Pour autant, M. [O] ne verse aucun élément autre que ses propres déclarations reposant sur son seul ressenti et celles de son épouse et n’allègue aucun fait précis qui, répété, pourrait être constitutif de harcèlement ou de discrimination, d’humiliation, de dégradation de ses conditions de travail qui ne ressortent pas non plus des retranscriptions de ses échanges avec son N+1 alors que le questionnaire employeur apporte des explications circonstanciées sur les conditions de travail du salarié, sur l’inégalité de traitement supposée qui a fait l’objet de réponses adressées au salarié mais également à son avocat dès 2018 et alors que la mise à l’écart avancée par M. [O] apparaît être en réalité un retrait du manager N+1 dans les relations bilatérales avec le salarié en raison du signalement de ce dernier à la Direction de l’Ethique, le mettant directement en cause et que s’il affirme ne pas être informé de la publication des postes, l’employeur explique que les postes publiés ne sont pas transmis à chacun des salariés mais sont consultables sur une plateforme dédiée dont il a accès et qu’il lui appartient d’aller consulter et justifie que les postes sur lesquels il a candidaté ne correspondaient pas à son profil.

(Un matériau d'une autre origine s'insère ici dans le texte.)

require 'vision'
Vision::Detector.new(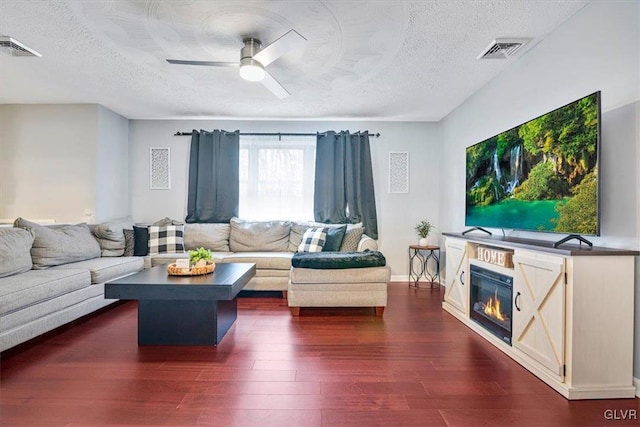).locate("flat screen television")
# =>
[465,92,601,236]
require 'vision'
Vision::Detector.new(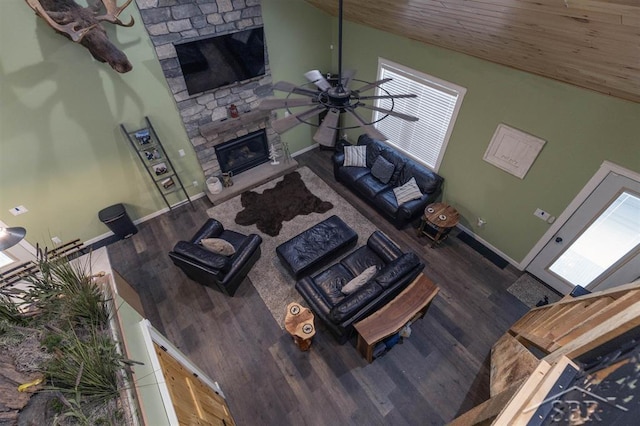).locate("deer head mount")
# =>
[25,0,134,73]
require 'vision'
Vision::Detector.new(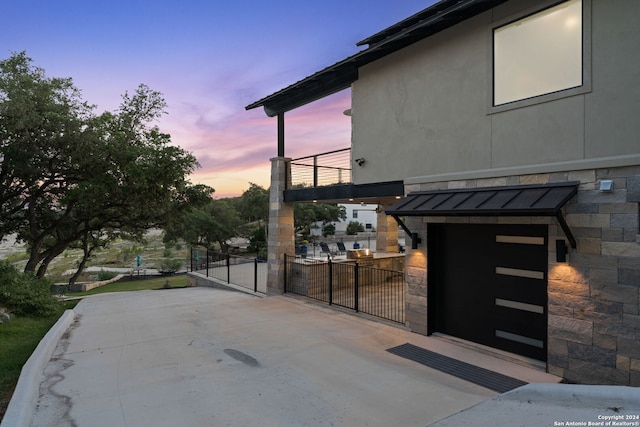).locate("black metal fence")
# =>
[191,248,267,293]
[285,255,405,324]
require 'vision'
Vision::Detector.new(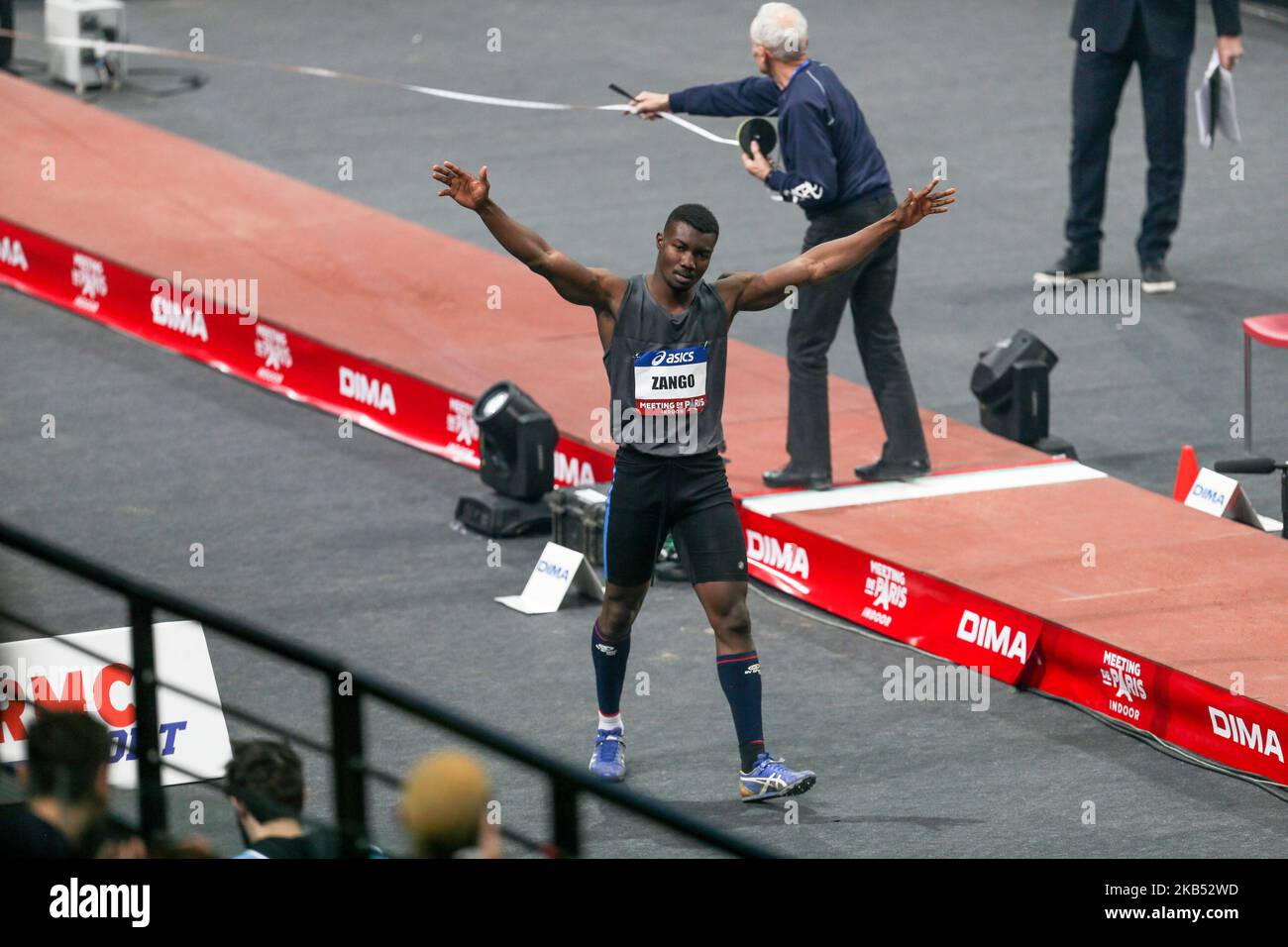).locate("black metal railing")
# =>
[0,522,774,858]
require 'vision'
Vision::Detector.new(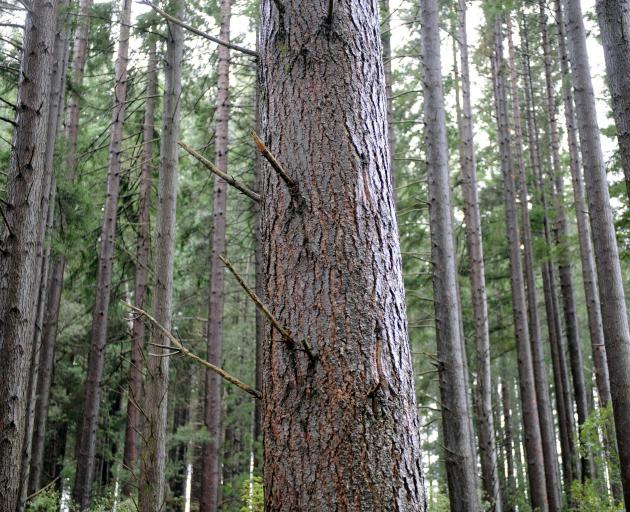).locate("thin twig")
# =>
[219,254,317,360]
[140,0,258,59]
[177,140,260,202]
[252,130,297,193]
[122,301,262,399]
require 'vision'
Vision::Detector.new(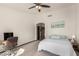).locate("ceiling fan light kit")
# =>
[28,3,50,12]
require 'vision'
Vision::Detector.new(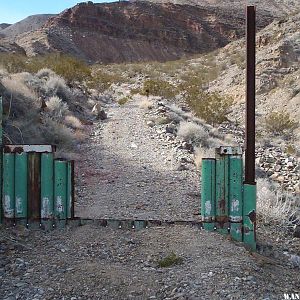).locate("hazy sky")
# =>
[0,0,115,24]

Or, si l’existence de relations difficiles entre l’employeur et M. [O] sont établies, il n’est pas démontré que l’origine du conflit proviendrait du comportement fautif et discriminatoire de l’employeur pas du tout établi. On relèvera par ailleurs que M. [O] qui se plaint d’une discrimination salariale depuis mars 2018 et connaissait ses droits dans la mesure où il a été accompagné de son avocat dès cette date, ne paraît pas, pour autant, avoir intenté une action devant le conseil de prud’hommes.
Il en ressort que la preuve que l’état psychologique de M. [O] résulte principalement de son travail n’est pas rapportée et qu’il ne peut être retenu de lien direct et essentiel entre la pathologie déclarée et l’activité professionnelle de l’assuré et qu’il doit, en conséquence, être débouté de sa demande de voir reconnaître sa pathologie en maladie professionnelle.
Succombant à l’instance, M. [O] sera condamné aux dépens.
PAR CES MOTIFS :
Le Tribunal, statuant publiquement, en premier ressort et par jugement contradictoire ;
Déboute Monsieur [G] [O] de l’ensemble de ses demandes ;
Confirme la décision de la CPAM des Yvelines refusant à Monsieur [G] [O] la prise en charge de l’affection décrite par le certificat médical initial du 7 juin 2021: Etat dépressif réactionnel ;
Condamne Monsieur [G] [O] aux dépens.
Dit que tout appel de la présente décision doit, à peine de forclusion, être interjeté dans le mois de la réception de la notification de la présente décision.